Sunday, March 24, 2013

How did I know I got depression.

It was around three years ago when I knew I needed help. My life has been crazy. My husband and I had serious problems, our business was not doing good. I was overwhelmed and over worked. Under appreciated and exhausted. My two children were spending all day in day care and school. My husband was spending many nights till three or four in the morning outside in the night clubs.

I knew my life was tough. But I noticed that no joke is ever funny. Nothing is making me happy. Things that were fun to do became nonsense. Nothing felt good any more. I knew something was wrong. I woke up in the morning and didn't have any motivation to get out of bed. It felt like I was in a haze. I was also reading like crazy. I had to read all the time. I read at the red lights. I read at the bathroom. I read when I was cooking and I felt truly dependent and addicted to reading. The stories became real and the life around me became surreal. The safe life in the stories were so much more attractive than my own life. Reading has become my scape from the real world.

I also had no patience for my kids and felt like screaming at them for everything. I felt horrible and the guilt and the memory of their innocent sweet eyes was killing me.

At that time, it has been few months that I started having a permanent nagging headache that never went away. It was a lot worst in the mornings when I woke up and got better as the day went by. I have been seeing my doctor for the headache and I told the nurse practitioner about the possibility of depression. I simply said to her that I think I am having depression and did go over some symptoms i have noticed. She prescribed a pill. It was like a miracle. My mood suddenly changed . I notices I am a lot more patient with my children . I am thankful to the makers of those pills. They helped me a lot.

Over a year and tons of stress later, I had a shock with an unpleasant situation.( Later on that ) That caused me to get my first anxiety attack and maybe panic attacks. Not sure which is which. But I collapsed at my son's school and couldn't breath. The attacks were mercy less and I felt that I am bursting out of my chest. I felt I was going to die. I was crying hysterically. An ambulance was called and they said my blood pressure was over 200. The paramedics got worried because I couldn't remember how to say my name and such a high blood pressure could cause a brain stroke.. I forgot my date of birth and started stuttering. The stuttering really scared me . I thought I had a stroke. That scare caused me to panic more and I kept having attacks. They asked me who to call from my son's school. But the only contact number they had was my mom. I truly didn't want her to find out. I asked them to not call her. But they did.

Once i got hospitalized, they checked everything and gave me some Xanax.in emergency room I remember I heard these loud irritating foot steps that gave me stress. I knew it was my mom. I was angry at school people for calling her. The last person I needed to see was her. Her food steps has always announced her entrance.


My mom insisted for me to go to her home, so she can take care of  Me. But I truly wanted to go to my own home and stay deep in my own misery. I also didn't want my kids to notice.i was used to acting. So i insisted that I was doing good and went home.

Later I changed my physician and he changed my antidepressant. He said it will help my body aches. (I have been having body aches for almost a year at that time and I wasn't sure why).

He said the new medication is prescribed for fibromyalgia and is going to help. I was doing OK and much better,
Till,
 We traveled to Europe for a vacation. Suddenly over there, once i started to relax, a wave of a very dark deep depression got in to me and did not left me ever since. That is when I started to see a therapist along with a psychologist. I also cut my relationship with my mom and still have ups and downs. I am searching tirelessly for an answer to start to heal. Every up makes me helpful and every down makes me loose my hope.

Sunday, March 10, 2013

Am I addicted to misery?

My psychologist has talked to me about having a healthy sense of entitlement. It has been and is one of the most difficult things to do. The more I think, the more I notice that I have had a serious lack of self confidence.

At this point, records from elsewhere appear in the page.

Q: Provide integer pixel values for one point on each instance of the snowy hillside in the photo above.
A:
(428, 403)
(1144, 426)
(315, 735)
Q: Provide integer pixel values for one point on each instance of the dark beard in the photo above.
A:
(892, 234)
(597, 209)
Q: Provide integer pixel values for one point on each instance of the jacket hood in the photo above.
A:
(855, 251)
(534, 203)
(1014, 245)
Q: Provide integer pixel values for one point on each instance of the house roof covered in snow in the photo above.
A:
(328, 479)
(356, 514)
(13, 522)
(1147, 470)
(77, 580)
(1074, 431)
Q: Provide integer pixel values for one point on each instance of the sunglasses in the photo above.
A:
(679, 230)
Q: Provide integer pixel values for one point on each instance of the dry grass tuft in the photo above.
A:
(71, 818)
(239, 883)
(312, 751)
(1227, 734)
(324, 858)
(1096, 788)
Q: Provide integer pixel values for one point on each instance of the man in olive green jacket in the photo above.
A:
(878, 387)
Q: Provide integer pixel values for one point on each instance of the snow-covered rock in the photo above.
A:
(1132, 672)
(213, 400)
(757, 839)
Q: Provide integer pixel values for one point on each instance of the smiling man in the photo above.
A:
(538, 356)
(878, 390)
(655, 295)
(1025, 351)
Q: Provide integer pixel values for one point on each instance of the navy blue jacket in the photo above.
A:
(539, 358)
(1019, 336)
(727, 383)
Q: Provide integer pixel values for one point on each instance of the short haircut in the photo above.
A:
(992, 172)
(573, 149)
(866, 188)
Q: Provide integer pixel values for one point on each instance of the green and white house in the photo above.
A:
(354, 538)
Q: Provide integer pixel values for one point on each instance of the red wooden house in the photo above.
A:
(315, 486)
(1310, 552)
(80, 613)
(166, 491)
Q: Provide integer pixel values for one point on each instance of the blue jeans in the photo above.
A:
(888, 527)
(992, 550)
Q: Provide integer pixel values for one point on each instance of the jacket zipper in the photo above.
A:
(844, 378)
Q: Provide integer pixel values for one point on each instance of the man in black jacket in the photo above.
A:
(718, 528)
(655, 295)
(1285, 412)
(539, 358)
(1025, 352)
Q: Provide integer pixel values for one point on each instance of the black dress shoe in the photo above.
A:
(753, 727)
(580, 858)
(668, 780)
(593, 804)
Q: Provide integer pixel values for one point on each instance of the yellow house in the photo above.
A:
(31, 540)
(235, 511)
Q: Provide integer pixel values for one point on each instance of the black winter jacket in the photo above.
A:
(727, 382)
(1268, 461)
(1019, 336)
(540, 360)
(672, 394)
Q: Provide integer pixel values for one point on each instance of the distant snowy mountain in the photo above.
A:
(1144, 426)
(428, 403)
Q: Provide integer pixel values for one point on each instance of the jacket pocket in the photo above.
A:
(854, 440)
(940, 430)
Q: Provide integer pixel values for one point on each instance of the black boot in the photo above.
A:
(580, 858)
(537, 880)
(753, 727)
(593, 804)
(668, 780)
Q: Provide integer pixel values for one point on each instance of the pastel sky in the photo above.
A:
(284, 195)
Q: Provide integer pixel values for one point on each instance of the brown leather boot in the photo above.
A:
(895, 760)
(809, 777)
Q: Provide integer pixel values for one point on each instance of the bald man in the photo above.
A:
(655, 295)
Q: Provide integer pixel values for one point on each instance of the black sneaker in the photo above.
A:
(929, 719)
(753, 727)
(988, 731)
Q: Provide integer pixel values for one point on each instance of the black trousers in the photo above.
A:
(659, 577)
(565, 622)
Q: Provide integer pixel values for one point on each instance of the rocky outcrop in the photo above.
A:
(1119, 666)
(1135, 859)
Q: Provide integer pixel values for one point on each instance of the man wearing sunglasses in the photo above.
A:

I am a doctor who is shopping at goodwill store and is very hesitant to spend money on herself. I like old small houses in less desirable neighborhoods. I always, I mean always worked through my lunch break. I felt I didn't deserve a break.

I am always apologizing and all my phrases start with "I am sorry"

I didn't have a wedding because we didn't have much money and I didn't feel entitled to have a celebration.

The more I think about my life, the more I notice that I am having serious problems.

I know, for me to heal this damn depression, my first step should be to start falling in love with myself. I need to learn to respect myself and do not accept all the crap I am handed.

The funny thing is that my mom is the main crap provider. She is the one that did this to me. She is the one that now feels sorry for herself and acting like a victim while is living a fun and wonderful life. Because I separated myself from her.

No. Not any more. I am not going to go visit her and take care of her, because she is having a boob job. No . I am not going to let her win. No I am entitled to keep away from her if I choose to.

I am a woman. I am alive and I have my own life. I am entitled to make my own decisions.